My first workshop date isn't until the tail end of October. And then the next one is during finals week. I will be the very last student to have a piece workshopped. Part of my grade is turning in "substantial revisions to a draft" so obviously I'll be rewriting that first piece else I'll not be receiving a grade for the class.

I'm just pulling out my hair right now and probably going bald for no good reason.

Monday, September 08, 2008

Ice Cream Truck

I think I accomplished nothing of note over the weekend. I got together everything I'll need to teach today, made them copies of a couple pieces of literary nonfiction and lamented the fact that I had to do it on paper because I don't have the blackboard/e-reserve account thingy set up yet.

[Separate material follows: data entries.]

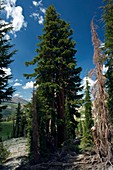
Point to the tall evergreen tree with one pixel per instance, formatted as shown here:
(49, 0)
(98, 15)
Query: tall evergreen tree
(18, 121)
(5, 60)
(108, 20)
(56, 74)
(88, 122)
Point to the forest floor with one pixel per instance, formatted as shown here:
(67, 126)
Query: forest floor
(59, 161)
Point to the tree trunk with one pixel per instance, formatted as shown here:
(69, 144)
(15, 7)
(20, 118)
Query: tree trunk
(102, 130)
(35, 153)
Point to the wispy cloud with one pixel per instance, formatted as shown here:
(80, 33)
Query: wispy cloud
(17, 84)
(17, 95)
(7, 71)
(28, 85)
(16, 14)
(39, 12)
(90, 81)
(37, 3)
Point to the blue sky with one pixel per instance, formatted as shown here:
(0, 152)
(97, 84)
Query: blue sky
(27, 18)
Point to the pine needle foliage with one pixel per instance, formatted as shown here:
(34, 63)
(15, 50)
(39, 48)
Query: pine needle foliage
(57, 77)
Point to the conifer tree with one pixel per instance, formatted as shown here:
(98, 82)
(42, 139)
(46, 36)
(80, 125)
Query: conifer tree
(5, 60)
(18, 121)
(57, 75)
(102, 126)
(88, 122)
(108, 20)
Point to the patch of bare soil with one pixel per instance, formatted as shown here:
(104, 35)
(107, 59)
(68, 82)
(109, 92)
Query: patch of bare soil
(59, 161)
(18, 153)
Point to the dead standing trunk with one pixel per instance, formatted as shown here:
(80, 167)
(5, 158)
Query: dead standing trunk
(102, 125)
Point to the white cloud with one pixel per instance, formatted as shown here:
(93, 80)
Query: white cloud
(37, 3)
(90, 81)
(104, 69)
(16, 80)
(39, 12)
(6, 37)
(41, 19)
(7, 71)
(43, 10)
(17, 95)
(28, 85)
(15, 12)
(17, 84)
(34, 15)
(38, 17)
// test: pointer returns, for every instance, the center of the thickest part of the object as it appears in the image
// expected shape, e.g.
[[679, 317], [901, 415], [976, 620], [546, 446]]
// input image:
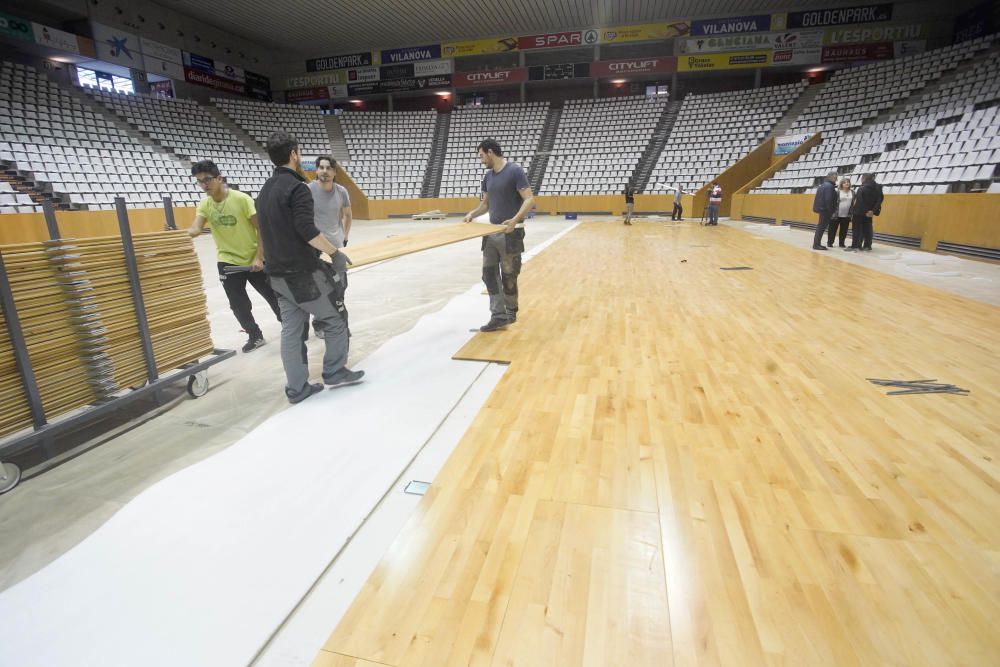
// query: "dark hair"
[[204, 167], [487, 145], [329, 158], [280, 146]]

My mother came to visit on Saturday, which was lovely. The weather was good but mostly we just talked and cleaned. I was in the process of finishing the dishes when she arrived so she used those minutes to start cleaning other things. See, my mother loves to clean. She likes making things shine. She likes the look of carpet right after it's been vacuumed. And she loves how little effort it takes to get a place as small (and as new) as my apartment clean so she dusted and vacuumed a little and then we went out to lunch.

The rest of the weekend has been spent by me being driven mad by the ice cream truck.

Neighborhoods of college kids in late summer must be a money making demographic for the ice cream industry because the truck has been haunting these streets. Maybe more than one truck because occasionally I'll hear a new song. The first day it was some tuneless melody that I couldn't make out and thought it rather pleasant. But yesterday I was serenaded by 60 minutes worth of "pop goes the weasel" played by a ghost truck that circled incessantly but never turned down my street.

The phantom truck has shown itself once in the two weeks I have lived here. Adding to the feeling that I'm in a cartoon is the fact that it is not a truck at all and instead looks very much like the mystery machine from Scooby Doo.

Up Next: My first MFA workshop class!

Saturday, September 06, 2008

Ad of the Week



I think this is the best one yet in this ad campaign.

Wednesday, September 03, 2008

Michael Chabon Single Handedly Redeems Genre Fiction!

(or something like that)

I'm behind on my interneting so this interview with Michael Chabon is from mid-late August but I've just gotten around to reading it now thanks to Jolie's blog.

Chabon reminds us not to think of writing in terms of good and evil (a dangerous paradigm in any situation) but to instead realize that the great majority of genre writing is crap. 90% as he names it. But that about 90% of literary writing is also crap. About 90% of all writing is crap regardless of genre or pedigree. Good point.